[NetBehaviour] Key Tweeter
olga.panades at gmail.com
Fri Jul 10 15:21:19 CEST 2009
I just read about Key Tweeter in Networked_performance.. (some info
below) It's funny because lately I started to think the debate around
privacy is becoming something absolutely irrelevant.. Or at least,
outdated.. Our privacy standards have been completely shattered by web
2.0 dynamics.. I'm of those that hasn't got a Facebook account because
of some sort of naif ideal of resistance.. it's got such a potential
for control.. Now I just feel like trashing all that discourse and
looking for new strategies..
This reminds me of a piece I wrote for Resonance FM..
"In an era of feverish communication, where staying in touch means to
be traceable, where the device of communication itself is a tracking
device and the networks over which the signal travels are under
corporate surveillance, I find merely oppositional resistance an
inefficient solution. To not be tracked I shall not give signal.
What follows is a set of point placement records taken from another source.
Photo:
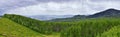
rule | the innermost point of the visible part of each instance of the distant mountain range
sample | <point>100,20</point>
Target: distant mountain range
<point>49,17</point>
<point>107,13</point>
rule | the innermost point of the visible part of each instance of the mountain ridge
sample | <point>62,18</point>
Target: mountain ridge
<point>106,13</point>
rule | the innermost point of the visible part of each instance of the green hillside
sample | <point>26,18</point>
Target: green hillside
<point>83,28</point>
<point>113,32</point>
<point>12,29</point>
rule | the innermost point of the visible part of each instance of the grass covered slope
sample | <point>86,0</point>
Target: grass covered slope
<point>12,29</point>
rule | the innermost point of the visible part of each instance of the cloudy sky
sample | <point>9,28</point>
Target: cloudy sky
<point>56,7</point>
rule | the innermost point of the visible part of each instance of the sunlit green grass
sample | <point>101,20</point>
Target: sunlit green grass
<point>12,29</point>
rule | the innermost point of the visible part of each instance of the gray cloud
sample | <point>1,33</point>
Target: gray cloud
<point>58,7</point>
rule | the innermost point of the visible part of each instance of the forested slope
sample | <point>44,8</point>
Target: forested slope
<point>9,28</point>
<point>83,28</point>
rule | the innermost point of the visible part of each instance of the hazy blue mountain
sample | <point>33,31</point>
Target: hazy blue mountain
<point>49,17</point>
<point>107,13</point>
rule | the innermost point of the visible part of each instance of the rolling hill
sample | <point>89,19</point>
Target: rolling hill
<point>109,13</point>
<point>113,32</point>
<point>9,28</point>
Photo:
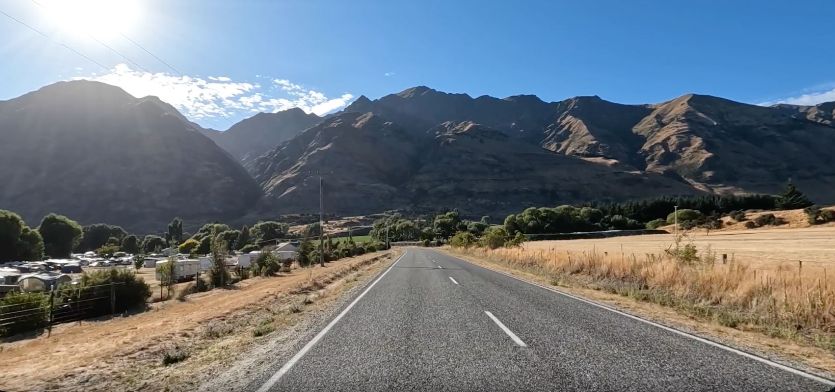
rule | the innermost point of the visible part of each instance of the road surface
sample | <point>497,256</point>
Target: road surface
<point>432,322</point>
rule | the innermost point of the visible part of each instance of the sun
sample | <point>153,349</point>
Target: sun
<point>101,19</point>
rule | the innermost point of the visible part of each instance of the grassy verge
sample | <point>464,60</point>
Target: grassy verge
<point>783,303</point>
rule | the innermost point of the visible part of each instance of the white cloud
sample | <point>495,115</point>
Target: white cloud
<point>220,96</point>
<point>808,99</point>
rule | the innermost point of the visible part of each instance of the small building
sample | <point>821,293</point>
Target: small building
<point>286,247</point>
<point>9,276</point>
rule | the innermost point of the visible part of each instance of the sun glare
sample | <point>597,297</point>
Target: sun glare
<point>99,18</point>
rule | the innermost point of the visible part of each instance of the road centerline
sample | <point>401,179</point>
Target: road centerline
<point>506,330</point>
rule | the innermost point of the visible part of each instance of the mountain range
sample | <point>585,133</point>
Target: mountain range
<point>95,153</point>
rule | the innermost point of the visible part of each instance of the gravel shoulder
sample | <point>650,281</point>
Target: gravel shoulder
<point>202,336</point>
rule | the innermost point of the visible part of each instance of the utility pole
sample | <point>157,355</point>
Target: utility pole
<point>321,223</point>
<point>675,220</point>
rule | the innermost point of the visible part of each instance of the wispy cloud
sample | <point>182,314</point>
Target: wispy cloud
<point>219,96</point>
<point>807,99</point>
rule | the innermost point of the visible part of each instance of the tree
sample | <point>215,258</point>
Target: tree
<point>130,244</point>
<point>60,235</point>
<point>305,252</point>
<point>243,238</point>
<point>30,245</point>
<point>97,235</point>
<point>175,230</point>
<point>205,246</point>
<point>791,199</point>
<point>152,243</point>
<point>463,239</point>
<point>218,273</point>
<point>107,250</point>
<point>189,246</point>
<point>494,237</point>
<point>268,230</point>
<point>11,226</point>
<point>229,237</point>
<point>445,225</point>
<point>684,216</point>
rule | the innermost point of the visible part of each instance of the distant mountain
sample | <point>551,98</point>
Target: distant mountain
<point>491,155</point>
<point>823,113</point>
<point>92,152</point>
<point>248,139</point>
<point>97,154</point>
<point>371,165</point>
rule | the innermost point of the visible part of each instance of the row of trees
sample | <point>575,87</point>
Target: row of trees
<point>56,236</point>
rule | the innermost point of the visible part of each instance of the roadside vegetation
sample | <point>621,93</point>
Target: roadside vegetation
<point>787,302</point>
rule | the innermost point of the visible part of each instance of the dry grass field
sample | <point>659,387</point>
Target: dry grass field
<point>766,248</point>
<point>125,353</point>
<point>762,287</point>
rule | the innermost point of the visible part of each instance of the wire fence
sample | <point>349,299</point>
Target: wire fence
<point>68,303</point>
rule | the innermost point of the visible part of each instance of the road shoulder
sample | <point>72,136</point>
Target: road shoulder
<point>813,360</point>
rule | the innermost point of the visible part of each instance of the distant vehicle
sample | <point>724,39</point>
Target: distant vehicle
<point>71,269</point>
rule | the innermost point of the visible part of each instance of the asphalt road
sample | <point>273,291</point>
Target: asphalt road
<point>436,323</point>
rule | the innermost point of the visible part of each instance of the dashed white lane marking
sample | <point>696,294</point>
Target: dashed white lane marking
<point>277,376</point>
<point>506,330</point>
<point>757,358</point>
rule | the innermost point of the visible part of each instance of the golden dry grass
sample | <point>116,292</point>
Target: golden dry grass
<point>782,300</point>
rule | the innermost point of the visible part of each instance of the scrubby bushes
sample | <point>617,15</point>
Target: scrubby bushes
<point>189,246</point>
<point>24,311</point>
<point>738,215</point>
<point>266,264</point>
<point>656,223</point>
<point>685,216</point>
<point>463,239</point>
<point>494,237</point>
<point>817,216</point>
<point>130,291</point>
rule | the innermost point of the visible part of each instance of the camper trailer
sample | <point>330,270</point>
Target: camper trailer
<point>183,269</point>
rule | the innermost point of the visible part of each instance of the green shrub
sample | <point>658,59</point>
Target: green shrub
<point>738,215</point>
<point>131,292</point>
<point>266,264</point>
<point>494,237</point>
<point>189,245</point>
<point>249,248</point>
<point>462,239</point>
<point>30,312</point>
<point>684,216</point>
<point>768,220</point>
<point>107,250</point>
<point>174,355</point>
<point>654,224</point>
<point>517,240</point>
<point>816,216</point>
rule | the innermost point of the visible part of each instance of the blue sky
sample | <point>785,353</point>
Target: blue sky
<point>234,58</point>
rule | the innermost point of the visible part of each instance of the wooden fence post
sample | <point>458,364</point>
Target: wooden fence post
<point>51,312</point>
<point>112,299</point>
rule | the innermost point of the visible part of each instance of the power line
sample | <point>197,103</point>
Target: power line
<point>54,41</point>
<point>124,57</point>
<point>152,55</point>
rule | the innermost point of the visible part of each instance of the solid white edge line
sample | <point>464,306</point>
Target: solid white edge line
<point>506,330</point>
<point>287,366</point>
<point>766,361</point>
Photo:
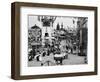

I am for resistance but I am not against this jungle. I am for
discovering its layers and the possibilities for recombination. I am
not an external. You might find that an integrated position. I will
give signal, and work under surveillance; but always in search for
back alleys, and grey zones, for failures in the system. Are
possibilities shrinking irreversibly or as they close up other
dimensions open elsewhere?"
(if u want to read more: http://virtualfirefly.wordpress.com/virtual-fireflies/)
"KeyTweeter is a performance of data nudism based on a Twitter account
interfaced with a keylogger. Keyloggers are applications generally
used by identity thieves to record everything that is typed on a
keyboard in order to gather sensitive information and passwords. In
this case the software is tweaked to broadcast everything except the
passwords. Kyle McDonald’s Twitter profile is a wild stream of
consciousness that reflects the frenetic multitasking activity of the
author: you can spot fragments of code belonging to projects he’s
currently working on (exposing himself to plagiarism?), personal
communications (publishing information about friends that are not
meant to be known?) and even errors and corrections, paradoxically
putting the twitter-voyeur in a position of broader awareness than the
recipient of the email or instant message. Possibly imagining a world
of absolute transparency, the artist makes the source code available
with instructions on how to set up your own KeyTweeter."